Duke Energy workers fixing power lines.

There was no calm before the storm in the energy industry Tuesday as power companies of all types prepared for whatever Hurricane Florence hurls at the Triad.

Utilities that serve the Triad lined up resources throughout the day and made contingency plans as they awaited more definitive information on where the storm would hit and how far inland its destructive tentacles might reach.

Systems making preparations across the region included Duke Energy, its subsidiary Piedmont Natural Gas and fuel transporters Colonial Pipeline Co. and Kinder Morgan that each own separate pipelines that traverse large sections of Guilford County.

As the utilities readied themselves for what could be a historically bad situation, Duke Energy urged customers to do likewise, suggesting that people plan ahead for losing power or facing other disruptions for several days or longer — just in case.

“We really do anticipate widespread impact,” Duke Energy spokeswoman Meredith Archie said.

The National Weather Service expects the hurricane to make landfall in North Carolina on Friday.

Archie said that Duke Energy planners already are marshaling repair crews from the company’s Midwest and Florida divisions, and also preparing to bring in help from other utilities elsewhere in the country.

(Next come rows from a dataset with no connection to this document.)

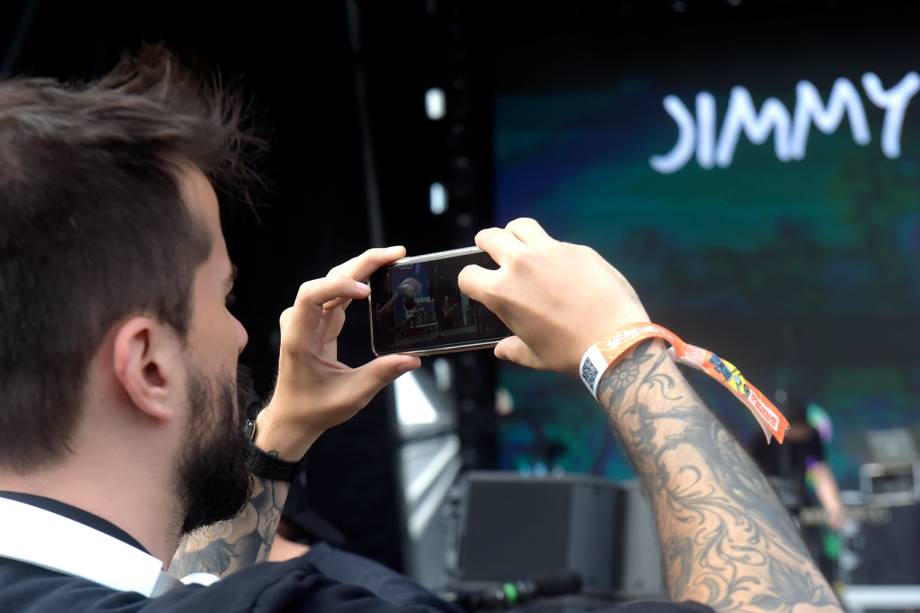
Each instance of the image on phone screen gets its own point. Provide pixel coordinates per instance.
(416, 306)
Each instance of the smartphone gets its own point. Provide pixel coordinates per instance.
(418, 309)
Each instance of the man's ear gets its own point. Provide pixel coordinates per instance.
(147, 356)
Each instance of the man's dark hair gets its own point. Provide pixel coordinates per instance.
(93, 227)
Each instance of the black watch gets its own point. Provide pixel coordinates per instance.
(268, 465)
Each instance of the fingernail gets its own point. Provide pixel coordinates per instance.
(407, 366)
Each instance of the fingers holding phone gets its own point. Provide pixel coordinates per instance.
(557, 298)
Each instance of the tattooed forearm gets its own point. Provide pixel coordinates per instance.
(228, 546)
(725, 539)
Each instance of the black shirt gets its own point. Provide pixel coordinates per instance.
(324, 580)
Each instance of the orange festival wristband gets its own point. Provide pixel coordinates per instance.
(608, 351)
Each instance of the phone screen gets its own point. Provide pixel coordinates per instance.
(416, 307)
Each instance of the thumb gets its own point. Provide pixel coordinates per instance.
(513, 349)
(377, 374)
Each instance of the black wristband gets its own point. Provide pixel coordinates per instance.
(269, 465)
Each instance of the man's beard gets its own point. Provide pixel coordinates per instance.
(213, 477)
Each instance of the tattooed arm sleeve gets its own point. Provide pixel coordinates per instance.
(725, 539)
(228, 546)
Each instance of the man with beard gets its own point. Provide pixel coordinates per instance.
(120, 431)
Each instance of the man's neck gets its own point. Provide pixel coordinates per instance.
(136, 505)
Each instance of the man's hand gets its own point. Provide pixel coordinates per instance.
(557, 298)
(315, 391)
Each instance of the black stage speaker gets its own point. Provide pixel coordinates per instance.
(887, 552)
(516, 528)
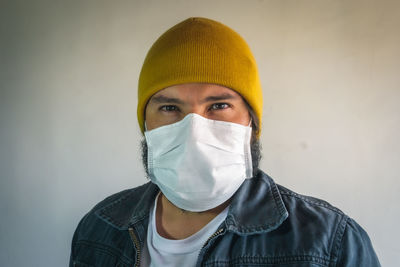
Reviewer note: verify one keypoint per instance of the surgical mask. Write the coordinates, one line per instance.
(198, 163)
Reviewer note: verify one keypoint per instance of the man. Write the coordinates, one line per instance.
(208, 204)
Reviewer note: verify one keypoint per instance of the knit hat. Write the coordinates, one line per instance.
(200, 50)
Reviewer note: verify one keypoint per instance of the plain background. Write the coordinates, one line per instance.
(69, 135)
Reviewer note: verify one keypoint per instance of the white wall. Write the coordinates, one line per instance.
(69, 136)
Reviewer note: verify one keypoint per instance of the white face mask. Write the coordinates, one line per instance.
(198, 163)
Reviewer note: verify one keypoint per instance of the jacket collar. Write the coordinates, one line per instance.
(256, 207)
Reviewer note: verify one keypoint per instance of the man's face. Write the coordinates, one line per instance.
(211, 101)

Many people know the threat posed by downed power lines and other storm-related damage to the electrical grid. Duke Energy warns that all storm-damaged lines, whether fallen or sagging, should be considered live and fully energized along with “trees, limbs or anything in contact with the lines.”

Customers of Duke Energy Carolinas should call 800-769-3766 to report power line problems.

But the flooding often associated with major storms also can mean trouble for gas service, meters and appliances, especially in low-lying areas, said Jennifer Sharpe of Piedmont Natural Gas.

Potential problems stem from submerged meters or gas-powered appliances in such areas, Sharpe said. Other damage can occur to compressor stations that keep gas moving through the lines and to smaller, household service lines that can be damaged by uprooted trees, she said.

Whatever damage a bystander or customer observes, Sharpe’s advice is the same: Don’t try to fix it yourself. Simply alert the gas company at 800-752-7504.

“If the meter or an appliance has been flooded, they should call us immediately,” Sharpe said. “We will know what areas have been flooded and we’re going to be out in those areas.”

Like Archie, Sharpe said that Piedmont will work through an industry association to bring in repair crews as needed from other parts of the country in the storm’s aftermath.

Meanwhile, officials at both pipeline companies said their networks were operating normally Tuesday, but they added that company officials were actively planning their response if the storm causes problems along either route through North Carolina and South Carolina.

“Preparedness plans include securing buildings and warehouses, isolating power systems, and removing operations personnel to ensure their safety and to ensure that qualified personnel are able to resume operations following the storm,” Kinder Morgan staff member Lexey Long said.

The Plantation Pipeline begins near Baton Rouge, La., and ends near Washington. The Colonial network extends from the Houston area across the Southeast to the New York City metro.

Both pipelines supply parts of the tank farm west of Greensboro and then continue through the city’s lake area north of town.

Duke Energy’s meteorology staff said as early as Sunday that customers should expect “widespread damage and power outages as Hurricane Florence is forecast to be a large and extremely dangerous storm system, packing fierce winds and torrential rainfall.”

Depending on where it hits and how hard, “total power restoration could take multiple days to several weeks,” the power company warned.